Куджула уже несколько дней не приходил в дом стратега, хотя Иешуа принес от него записку, что все в порядке. Аглая из любопытства отправилась во дворец Гондофара. Получила разрешение у начальника крепостной стражи, после чего проскользнула в ворота, закрывшись до самых глаз пеплосом скромной расцветки.
Куджула с Октаром занимались фехтованием во дворе казармы. Ассакены хмуро наблюдали за тренировочным боем заложников, прекрасно понимая, что перед ними враги. Кангюец еще полностью не восстановился после падения, поэтому отрабатывал удары вполсилы, просто чтобы не потерять навыки.
Заметив Аглаю, оба закончили упражнения и повели гостью в покои.
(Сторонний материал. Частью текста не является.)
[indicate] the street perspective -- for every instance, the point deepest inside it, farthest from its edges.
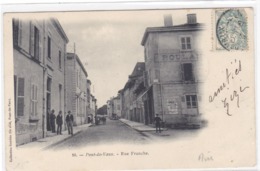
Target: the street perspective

Октар недовольно кривился – полученные раны давали о себе знать. Прошел месяц с конных игр, за это время кости срослись благодаря поразительному лекарскому искусству иудея, но ткани пока не обрели прежнюю прочность и эластичность.
Куджула, напротив, отлично размялся, поэтому выглядел довольным. Македонянка льнула к любимому, который тоже был рад встрече и обнимал ее за талию, что-то нашептывал на ухо.
Раскладывая на рогоже принесенное угощение, Аглая украдкой наблюдала, как мужчины по очереди поливают себе на спину и плечи воду из кувшина, а затем растираются куском льняной ткани. Вскоре оба подсели к македонянке. Она замерла с лепешкой в руке и округлила глаза, не понимая, почему Куджула разрешил слуге сесть рядом с собой.
Но кушан не посчитал нужным что-либо объяснять.
После бузкаши он изменил отношение к кангюйцу. Раньше Октар был для него просто телохранителем. Да – надежным и сильным, но не больше, чем тень, следующая за хозяином. Теперь он стал другом, с которым еще не известно сколько лун придется делить кров и еду.
Октар молча принялся за ужин, не обращая внимания на замешательство македонянки. Та пожала плечами: раз Куджула так решил, значит, для этого есть основания.
Вскоре все трое непринужденно беседовали.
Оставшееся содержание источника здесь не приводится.